I think the truth is even one step further away from current models in exactly this direction.
Blowtorch Theory posits that supermassive black holes formed very early, before the stars. I believe they didn't just form early, but that they were always there and the smoothness of the CMB doesn't come from natural isotropy of 'creation'. In my opinion it's so smooth because on the way to us the light was thoroughly mixed by the chaotic gravity (and now possibly electromagnetism) of all the supermassive black holes of the observable universe and the 'dust' swirling between them that were at the time that CMB light originated, crammed into a bubble of the size of merely 100 mln light-years. The relationship between CMB and supermassive blackholes exists but it's the other way around. It's not CMB that spawned black holes.

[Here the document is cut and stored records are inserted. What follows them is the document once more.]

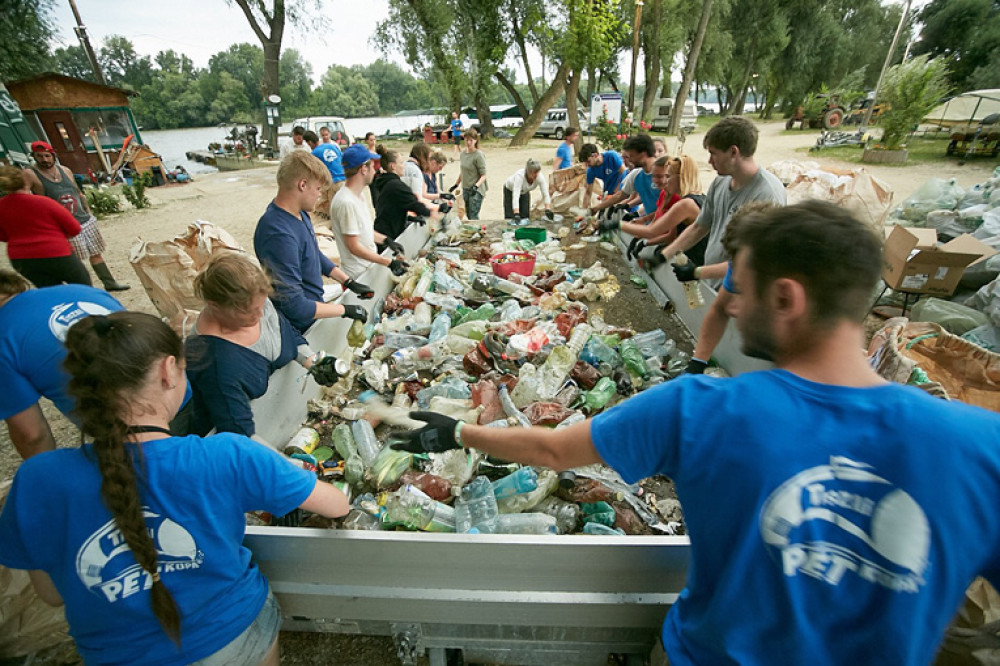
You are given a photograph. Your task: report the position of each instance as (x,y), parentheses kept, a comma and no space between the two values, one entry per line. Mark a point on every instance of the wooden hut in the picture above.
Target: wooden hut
(86,123)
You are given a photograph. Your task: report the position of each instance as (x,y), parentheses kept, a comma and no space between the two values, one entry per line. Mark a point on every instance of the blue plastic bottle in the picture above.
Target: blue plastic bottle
(523,480)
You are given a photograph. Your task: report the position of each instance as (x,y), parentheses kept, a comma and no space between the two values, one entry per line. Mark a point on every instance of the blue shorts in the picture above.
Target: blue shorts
(252,645)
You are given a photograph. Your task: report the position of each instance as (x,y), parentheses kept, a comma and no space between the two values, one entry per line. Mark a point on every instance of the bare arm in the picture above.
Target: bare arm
(30,432)
(713,326)
(45,588)
(685,241)
(682,211)
(557,449)
(326,501)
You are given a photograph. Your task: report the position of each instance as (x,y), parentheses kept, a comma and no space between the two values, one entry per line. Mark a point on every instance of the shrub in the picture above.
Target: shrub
(136,193)
(103,202)
(912,89)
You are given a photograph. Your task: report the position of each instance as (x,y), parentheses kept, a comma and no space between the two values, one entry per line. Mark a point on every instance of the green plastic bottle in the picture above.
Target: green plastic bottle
(596,398)
(634,362)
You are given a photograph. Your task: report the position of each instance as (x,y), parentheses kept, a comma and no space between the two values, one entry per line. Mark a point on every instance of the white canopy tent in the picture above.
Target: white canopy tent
(966,109)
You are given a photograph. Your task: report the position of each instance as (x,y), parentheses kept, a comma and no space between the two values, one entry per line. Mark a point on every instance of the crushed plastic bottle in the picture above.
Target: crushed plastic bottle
(476,507)
(526,523)
(414,509)
(523,480)
(364,437)
(440,326)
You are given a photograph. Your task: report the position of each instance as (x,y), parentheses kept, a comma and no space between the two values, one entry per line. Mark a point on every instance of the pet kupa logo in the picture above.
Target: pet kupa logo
(105,563)
(65,315)
(832,520)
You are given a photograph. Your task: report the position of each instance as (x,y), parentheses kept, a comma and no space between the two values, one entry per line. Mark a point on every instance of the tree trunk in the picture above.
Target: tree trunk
(522,47)
(545,102)
(572,108)
(506,83)
(690,67)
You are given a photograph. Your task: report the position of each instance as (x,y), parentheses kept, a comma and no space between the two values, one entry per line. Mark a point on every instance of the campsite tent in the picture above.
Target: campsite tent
(966,109)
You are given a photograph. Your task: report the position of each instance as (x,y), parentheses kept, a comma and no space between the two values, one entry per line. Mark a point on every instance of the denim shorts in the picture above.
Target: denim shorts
(252,645)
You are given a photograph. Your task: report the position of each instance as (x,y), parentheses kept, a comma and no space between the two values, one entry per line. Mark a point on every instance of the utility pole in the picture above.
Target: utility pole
(885,66)
(635,55)
(81,33)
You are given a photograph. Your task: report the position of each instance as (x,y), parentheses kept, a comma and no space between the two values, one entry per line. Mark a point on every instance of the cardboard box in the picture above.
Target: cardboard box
(915,263)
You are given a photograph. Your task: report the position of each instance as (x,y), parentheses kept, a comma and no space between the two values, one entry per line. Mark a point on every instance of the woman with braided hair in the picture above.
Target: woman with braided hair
(140,533)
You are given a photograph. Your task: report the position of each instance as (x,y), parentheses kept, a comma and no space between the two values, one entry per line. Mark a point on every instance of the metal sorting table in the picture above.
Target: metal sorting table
(510,599)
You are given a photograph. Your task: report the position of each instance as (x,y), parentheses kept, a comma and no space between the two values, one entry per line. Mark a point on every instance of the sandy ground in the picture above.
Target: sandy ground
(235,201)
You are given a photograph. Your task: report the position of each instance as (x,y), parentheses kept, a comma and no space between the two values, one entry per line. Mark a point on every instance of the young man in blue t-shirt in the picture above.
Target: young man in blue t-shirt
(564,153)
(33,327)
(286,246)
(834,517)
(607,166)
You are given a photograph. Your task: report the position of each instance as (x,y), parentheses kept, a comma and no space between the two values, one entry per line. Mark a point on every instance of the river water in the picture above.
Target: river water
(173,144)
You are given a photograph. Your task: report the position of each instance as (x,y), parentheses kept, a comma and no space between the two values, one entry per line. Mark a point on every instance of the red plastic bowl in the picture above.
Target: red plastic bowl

It's black holes that generated the smoothness of CMB. The smoothness comes from overlapping gravitational lensing of trillion galaxies in concentrations ranging form 100 mln light years to 13 bln and acting for 13 bln years.
In my idea "Where did the supermassive black holes came from?" is the same kind of question like "Where did the universe came from?" The fact that in current Big Bang model we can imagine simple, mathematical origins (point like beginning of spacetime) doesn't make it more likely to be true. There's no doubt that Big Bang was a very energetic event, but you could get very energetic events without invoking creation. Just imagine two very dense black hole clusters, slamming into each other at relativistic speeds, each consisting of trillions (or more) of supermassive black holes.
What's great about this Blowtorch Theory is that it connects things we can actually observe, large scale structure of the universe, with the activity of those very early supermassive black holes (wherever they came from) in a measurable way thus potentially providing evidence of their very early existence. I hope it catches on because it's huge step in the right direction.